Really? So you're saying that class oppression is lessening? Bullshit!! Fuck me dead - IMF style austerity packages are in operation all over the world. People are only just getting a glimpse at the kind of support of western countries for brutal regimes in low wage countries eg weapons sales and army training for the Indonesian military dictatorship while East Timorese get slaughtered for the second time by the same economic "friends" of Britain, the US and Australia.

>> What have the capitalists been forced to do to counter this crisis of over-production? Hello planned obsolescence! And don't forget the production of totally useless crap just to keep the economy growing. Also don't forget the crap comes complete with the packaged, 30-second lie that is the TV advertisement urging you to consume.

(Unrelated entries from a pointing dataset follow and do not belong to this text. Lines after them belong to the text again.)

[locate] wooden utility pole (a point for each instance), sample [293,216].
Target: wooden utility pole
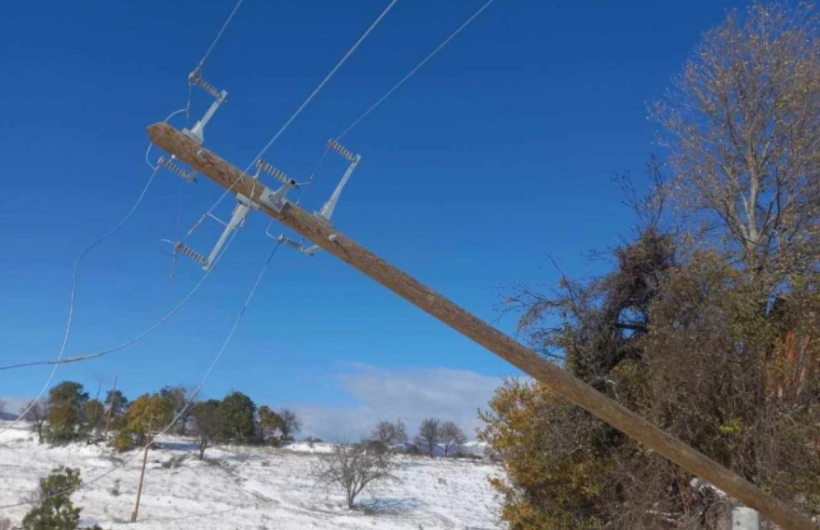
[142,473]
[110,407]
[324,235]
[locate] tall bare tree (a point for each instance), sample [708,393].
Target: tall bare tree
[743,123]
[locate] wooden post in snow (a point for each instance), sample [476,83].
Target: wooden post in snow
[136,511]
[327,237]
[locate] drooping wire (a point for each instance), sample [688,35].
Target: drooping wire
[304,104]
[218,36]
[194,394]
[414,70]
[73,296]
[129,342]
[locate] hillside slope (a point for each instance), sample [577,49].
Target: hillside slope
[248,488]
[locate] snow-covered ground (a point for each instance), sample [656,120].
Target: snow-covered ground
[248,488]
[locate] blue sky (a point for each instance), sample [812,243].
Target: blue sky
[498,153]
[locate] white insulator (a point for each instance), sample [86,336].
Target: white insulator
[273,172]
[177,170]
[195,256]
[196,80]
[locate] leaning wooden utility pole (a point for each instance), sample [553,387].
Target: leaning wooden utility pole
[110,407]
[327,237]
[136,511]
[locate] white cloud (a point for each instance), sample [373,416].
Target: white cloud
[410,395]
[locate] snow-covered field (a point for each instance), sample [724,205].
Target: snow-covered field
[248,488]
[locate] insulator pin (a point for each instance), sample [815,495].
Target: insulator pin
[195,80]
[273,172]
[176,169]
[339,148]
[195,256]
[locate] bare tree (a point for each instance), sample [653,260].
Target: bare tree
[429,435]
[387,434]
[36,415]
[353,468]
[179,397]
[451,436]
[743,123]
[289,424]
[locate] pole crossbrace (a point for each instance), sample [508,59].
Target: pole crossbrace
[325,236]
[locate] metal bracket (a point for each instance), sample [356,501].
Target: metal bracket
[327,209]
[275,200]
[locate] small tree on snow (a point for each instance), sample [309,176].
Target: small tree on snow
[353,468]
[53,509]
[208,424]
[451,436]
[429,435]
[289,424]
[36,415]
[387,434]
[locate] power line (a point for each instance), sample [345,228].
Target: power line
[323,83]
[129,342]
[310,98]
[218,36]
[194,395]
[74,294]
[416,69]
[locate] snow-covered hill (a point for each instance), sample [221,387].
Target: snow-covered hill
[248,488]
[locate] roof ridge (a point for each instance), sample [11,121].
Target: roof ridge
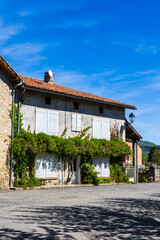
[54,87]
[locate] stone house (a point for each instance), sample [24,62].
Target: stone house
[50,108]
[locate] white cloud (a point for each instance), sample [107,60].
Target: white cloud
[20,51]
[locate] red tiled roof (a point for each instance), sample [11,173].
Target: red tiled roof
[53,87]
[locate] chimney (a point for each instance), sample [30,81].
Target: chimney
[48,77]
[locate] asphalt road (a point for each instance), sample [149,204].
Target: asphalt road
[125,211]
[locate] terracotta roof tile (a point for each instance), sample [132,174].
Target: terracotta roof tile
[38,84]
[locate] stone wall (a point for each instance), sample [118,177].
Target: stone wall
[5,129]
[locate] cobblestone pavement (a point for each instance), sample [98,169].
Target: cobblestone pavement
[124,211]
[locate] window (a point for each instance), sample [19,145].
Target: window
[76,122]
[47,121]
[100,110]
[48,100]
[76,105]
[101,128]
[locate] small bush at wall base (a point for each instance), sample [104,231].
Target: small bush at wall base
[117,174]
[29,182]
[105,180]
[89,175]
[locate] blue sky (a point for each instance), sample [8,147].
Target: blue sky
[109,48]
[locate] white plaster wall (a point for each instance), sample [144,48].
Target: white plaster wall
[101,165]
[64,105]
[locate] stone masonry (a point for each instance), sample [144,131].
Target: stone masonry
[5,129]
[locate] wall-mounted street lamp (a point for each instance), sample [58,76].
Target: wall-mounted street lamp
[131,118]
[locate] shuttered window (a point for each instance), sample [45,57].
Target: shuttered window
[47,121]
[101,128]
[76,122]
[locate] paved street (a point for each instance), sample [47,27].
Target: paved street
[125,211]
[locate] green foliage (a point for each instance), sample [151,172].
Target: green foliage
[146,147]
[117,174]
[27,146]
[105,180]
[89,175]
[115,134]
[145,159]
[29,182]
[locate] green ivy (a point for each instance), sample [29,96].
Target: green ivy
[27,146]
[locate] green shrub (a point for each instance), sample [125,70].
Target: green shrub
[117,173]
[125,179]
[105,180]
[29,182]
[89,175]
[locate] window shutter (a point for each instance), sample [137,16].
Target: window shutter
[106,129]
[74,122]
[53,123]
[40,168]
[41,120]
[97,128]
[52,167]
[78,122]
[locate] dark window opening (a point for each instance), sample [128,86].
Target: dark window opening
[48,100]
[100,110]
[76,105]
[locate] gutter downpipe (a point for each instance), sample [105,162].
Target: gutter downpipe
[12,133]
[19,99]
[137,161]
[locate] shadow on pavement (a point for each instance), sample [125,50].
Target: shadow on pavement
[112,219]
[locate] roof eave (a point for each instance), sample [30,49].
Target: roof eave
[78,97]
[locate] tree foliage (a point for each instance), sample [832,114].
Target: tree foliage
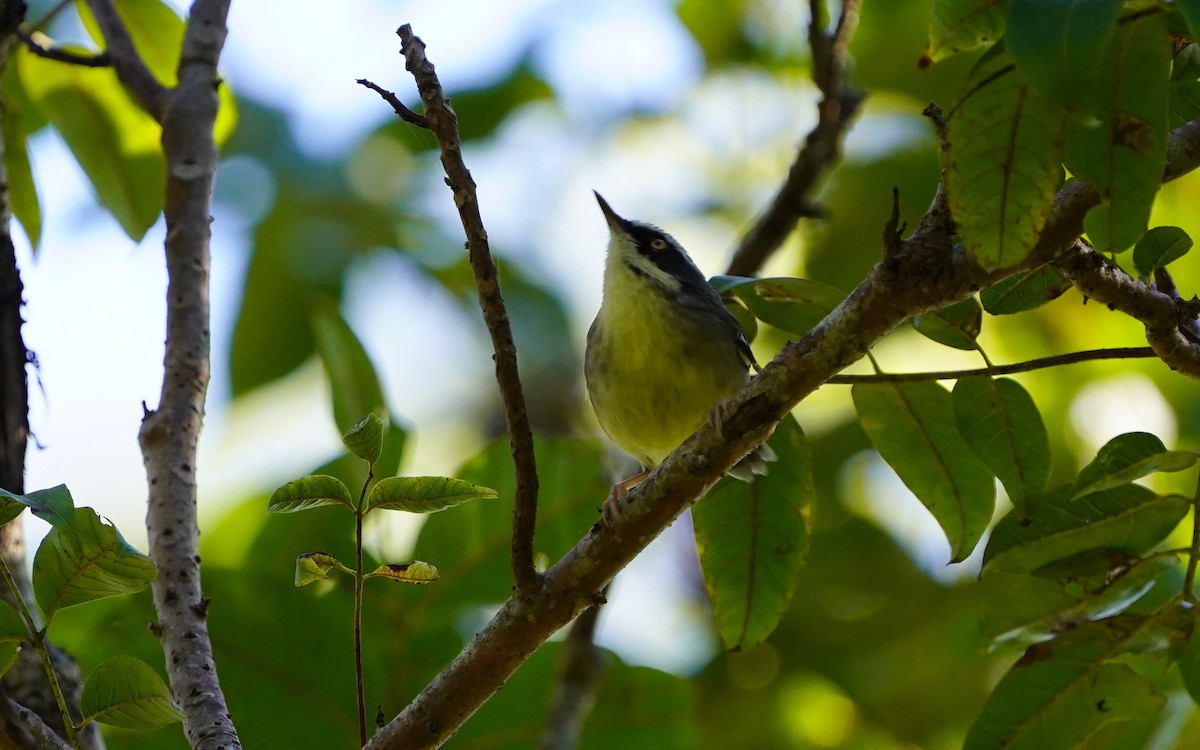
[945,557]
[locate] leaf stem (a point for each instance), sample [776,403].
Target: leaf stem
[1189,577]
[359,579]
[1042,363]
[37,637]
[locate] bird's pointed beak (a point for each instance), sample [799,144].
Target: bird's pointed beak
[615,222]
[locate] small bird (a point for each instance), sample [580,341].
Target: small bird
[664,353]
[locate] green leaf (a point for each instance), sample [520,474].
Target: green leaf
[127,693]
[793,305]
[22,189]
[53,505]
[753,540]
[352,377]
[1123,150]
[1054,526]
[365,439]
[912,427]
[408,573]
[954,325]
[1057,45]
[1003,165]
[310,492]
[115,143]
[84,562]
[1127,457]
[1188,660]
[1092,585]
[1025,291]
[1001,424]
[316,567]
[1191,10]
[959,25]
[1062,691]
[424,495]
[1159,247]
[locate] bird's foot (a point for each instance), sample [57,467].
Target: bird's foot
[618,498]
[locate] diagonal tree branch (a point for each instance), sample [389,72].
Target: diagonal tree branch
[839,105]
[918,274]
[131,70]
[169,433]
[442,121]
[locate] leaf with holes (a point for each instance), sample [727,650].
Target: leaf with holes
[84,562]
[1122,149]
[960,25]
[1054,526]
[753,540]
[126,693]
[912,426]
[1159,247]
[310,492]
[1127,457]
[1003,163]
[425,495]
[1000,421]
[1066,689]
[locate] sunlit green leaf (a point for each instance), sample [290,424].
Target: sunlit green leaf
[127,693]
[1092,585]
[1188,660]
[1025,291]
[352,376]
[753,540]
[1055,526]
[53,505]
[424,495]
[1123,149]
[912,426]
[115,143]
[1003,165]
[1062,691]
[1000,421]
[1159,247]
[310,492]
[1059,45]
[22,189]
[1127,457]
[316,565]
[957,325]
[793,305]
[84,562]
[959,25]
[365,439]
[406,573]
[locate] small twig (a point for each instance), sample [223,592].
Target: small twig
[997,370]
[401,109]
[1193,552]
[43,47]
[838,107]
[580,672]
[129,65]
[444,124]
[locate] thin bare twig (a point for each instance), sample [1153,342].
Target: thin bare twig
[43,47]
[839,105]
[580,672]
[401,109]
[443,124]
[929,274]
[169,433]
[131,70]
[1055,360]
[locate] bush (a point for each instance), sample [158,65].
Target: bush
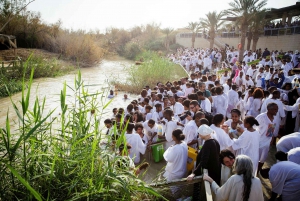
[63,157]
[132,50]
[154,69]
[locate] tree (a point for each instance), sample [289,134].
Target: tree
[167,32]
[11,9]
[244,11]
[212,22]
[257,26]
[194,27]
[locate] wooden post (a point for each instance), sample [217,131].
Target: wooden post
[207,188]
[15,49]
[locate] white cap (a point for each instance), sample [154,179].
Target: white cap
[205,130]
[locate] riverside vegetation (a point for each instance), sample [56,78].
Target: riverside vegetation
[154,69]
[64,157]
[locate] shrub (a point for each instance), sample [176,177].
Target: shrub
[63,157]
[154,69]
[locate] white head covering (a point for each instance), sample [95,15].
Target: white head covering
[294,155]
[205,130]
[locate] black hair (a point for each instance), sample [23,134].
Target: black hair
[217,119]
[226,153]
[177,133]
[237,111]
[281,156]
[251,120]
[204,121]
[130,127]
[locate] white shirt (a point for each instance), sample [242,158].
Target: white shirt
[150,131]
[288,142]
[248,144]
[266,129]
[219,104]
[222,137]
[137,146]
[232,190]
[206,105]
[176,157]
[190,132]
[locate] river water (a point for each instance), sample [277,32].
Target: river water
[97,76]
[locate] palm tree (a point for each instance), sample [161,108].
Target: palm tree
[167,32]
[257,26]
[212,22]
[194,27]
[244,11]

> I like much of that crap, I dont want to live in a nation where the primary produce are cabbage or something.

Sigh. The common conception of communism is 1) lower standard of living 2) less individual freedom 3) no democracy.

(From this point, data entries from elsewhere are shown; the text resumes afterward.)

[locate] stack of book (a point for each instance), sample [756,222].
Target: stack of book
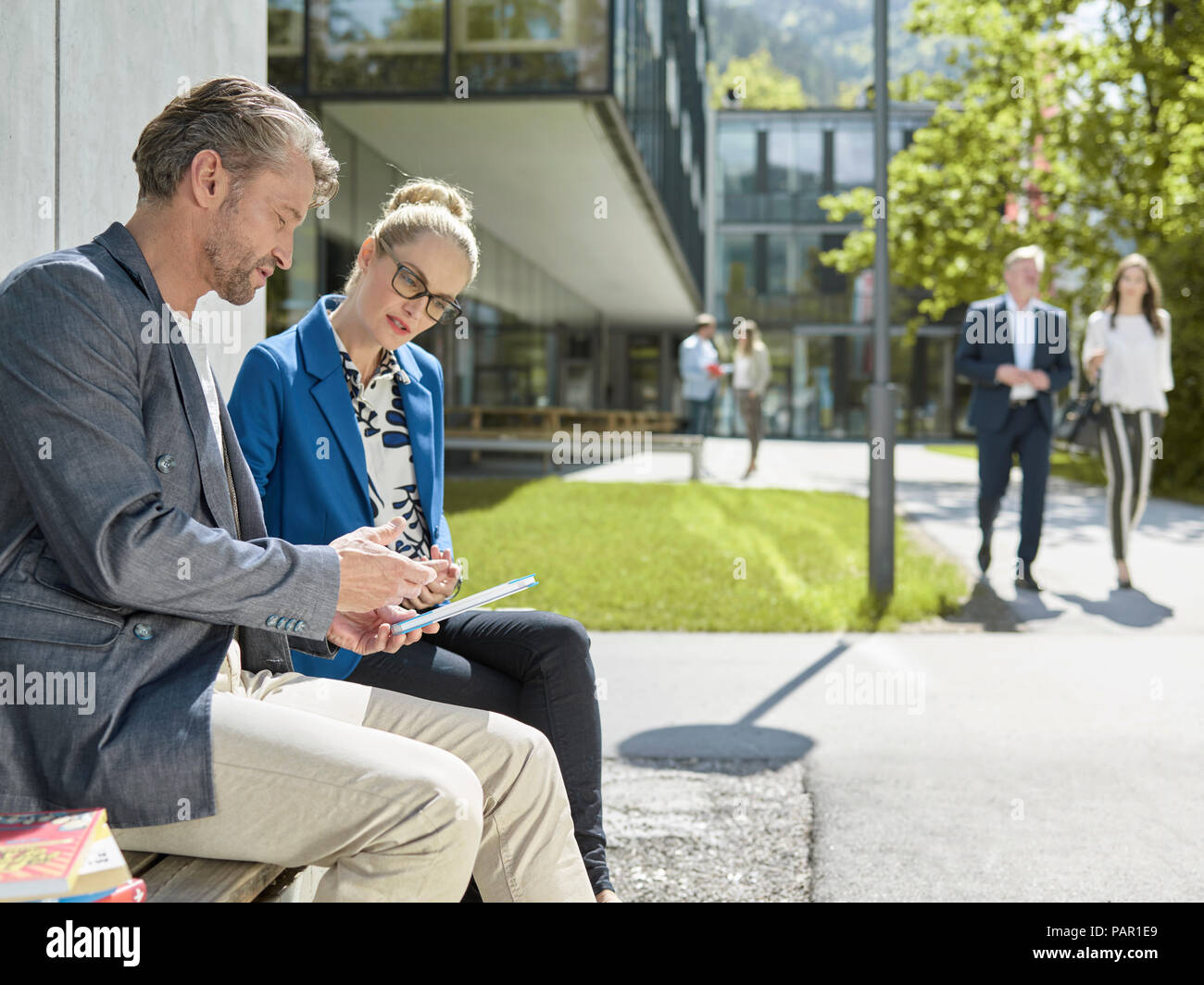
[67,856]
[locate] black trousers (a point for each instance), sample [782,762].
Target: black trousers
[1126,441]
[1026,435]
[533,666]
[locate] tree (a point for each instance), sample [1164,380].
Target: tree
[758,82]
[1083,136]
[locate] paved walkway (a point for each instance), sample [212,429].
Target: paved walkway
[939,492]
[1060,765]
[944,766]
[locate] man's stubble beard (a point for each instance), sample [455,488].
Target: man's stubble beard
[232,277]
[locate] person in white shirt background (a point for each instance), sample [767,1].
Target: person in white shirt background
[698,365]
[1127,349]
[750,379]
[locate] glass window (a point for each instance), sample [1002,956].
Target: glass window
[376,44]
[531,44]
[737,158]
[735,263]
[778,280]
[285,43]
[853,152]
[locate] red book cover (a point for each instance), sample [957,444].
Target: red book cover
[132,891]
[41,854]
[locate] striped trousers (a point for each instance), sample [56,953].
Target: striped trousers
[1126,440]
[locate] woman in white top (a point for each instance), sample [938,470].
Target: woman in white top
[1127,349]
[750,379]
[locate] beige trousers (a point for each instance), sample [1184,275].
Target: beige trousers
[401,799]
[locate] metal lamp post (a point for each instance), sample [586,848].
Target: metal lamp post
[882,392]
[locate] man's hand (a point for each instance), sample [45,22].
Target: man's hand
[371,573]
[371,631]
[441,588]
[1036,379]
[1010,375]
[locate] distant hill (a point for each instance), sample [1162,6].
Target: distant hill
[827,44]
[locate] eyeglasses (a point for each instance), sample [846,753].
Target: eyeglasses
[444,311]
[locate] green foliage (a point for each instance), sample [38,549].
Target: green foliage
[762,83]
[1095,120]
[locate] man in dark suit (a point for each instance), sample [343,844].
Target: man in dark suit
[1015,349]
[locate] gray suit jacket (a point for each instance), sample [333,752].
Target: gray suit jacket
[119,559]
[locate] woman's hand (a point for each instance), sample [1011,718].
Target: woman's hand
[372,631]
[444,585]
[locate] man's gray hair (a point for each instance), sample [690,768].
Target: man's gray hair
[252,127]
[1026,253]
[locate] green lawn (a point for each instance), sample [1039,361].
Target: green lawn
[663,556]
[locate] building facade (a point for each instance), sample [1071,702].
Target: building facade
[579,129]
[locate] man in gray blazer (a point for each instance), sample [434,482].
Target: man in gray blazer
[145,617]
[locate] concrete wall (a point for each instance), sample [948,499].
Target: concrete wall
[82,79]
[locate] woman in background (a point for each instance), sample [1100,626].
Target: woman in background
[1127,348]
[341,420]
[750,379]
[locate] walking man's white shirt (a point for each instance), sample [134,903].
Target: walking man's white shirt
[1023,343]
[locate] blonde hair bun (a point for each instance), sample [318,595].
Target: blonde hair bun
[430,192]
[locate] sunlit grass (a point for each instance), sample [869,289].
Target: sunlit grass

Do you think that's what we want? Cabbage?

I'm beginning to think you're simply pissing in the wind with vague sociological proclamations of whatever. I don't usually encourage name calling but I'm a firm believer in shaking people's ideological foundations that were taught to them and they can't disentangle from - and if you're really interested in debating alternatives to capitalism, a good start is to try to understand just what capitalism is.

We have a saying in our organisation - in order to change the world, you must first try to understand it. In order to understand the world, you must first try to change it. Without both, you have nothing.

The last thing I want to do as a serious "marxist revolutionary" is to just piss in the wind and never be relevant. And I'm pretty confident about my efforts so far (3 years).

>> So we find it hard to take seriously anyone who isn't testing their ideas out on the street, at every upsurge against the evils of this society.

> Are you suggesting I'm not?

Yes. But I would love to be proved wrong - my ego would lose but the movement would gain. So what DO you do on the streets, Lark?